ISTOÉ – Quando o sr. foi ministro dos Transportes pela primeira vez, determinou a Operação Tapa-Buracos. E, sobre ela, o TCU concluiu pela existência de diversas irregularidades.
Alfredo Nascimento
– Fiz na época algo que ministro algum fez. Pedi ao TCU que acompanhasse a execução das obras, e não apenas o resultado final. Como não ia haver licitação, estabeleci como regra que houvesse um desconto de 20% em todas as obras. Como ministro, eu tomei as atitudes que cabia para evitar problemas. Se, depois, houve irregularidade, quem for o responsável que pague.
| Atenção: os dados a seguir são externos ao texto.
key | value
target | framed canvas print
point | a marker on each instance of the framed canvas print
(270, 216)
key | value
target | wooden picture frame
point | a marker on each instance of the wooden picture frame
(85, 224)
ISTOÉ – O sr. foi mesmo convidado para reassumir o Ministério dos Transportes?
Nascimento
– Fui sim, diretamente pelo presidente Lula.

ISTOÉ – Quando tomará posse?
Nascimento
– Estamos conversando sobre a gestão dos portos.


ISTOÉ – Se for mantida a decisão do governo de criar uma Secretaria Nacional de Portos, desvinculada do Ministério dos Transportes, ela pode inviabilizar a sua volta para o governo?
Nascimento
– Sim, posso não aceitar o Ministério. Os portos não podem ficar isolados das decisões sobre transportes. O que adianta transformar os portos em ilhas de excelência se eles não estiverem integrados com as ferrovias, rodovias e hidrovias?

ISTOÉ – Como voltar ao governo quando surgem várias acusações de que o PR está atraindo deputados em troca de cargos e verbas controladas por setores do Ministério dos Transportes, como portos e DNIT?
Nascimento
– Eu só posso falar por mim. Há um certo tipo de hipocrisia nisso, porque o presidente Lula está formando um governo de coalizão e isso implica mesmo administração de cargos. E um deputado que vai para um partido da base governista talvez queira mesmo ter mais capacidade de influência na sua região. Falam agora do crescimento do PR, mas ninguém falava do crescimento do PFL ou do PSDB no governo Fernando Henrique. Agora, eu, pessoalmente, não tentei cooptar deputado algum, mesmo porque não é do meu feitio esse tipo de trabalho.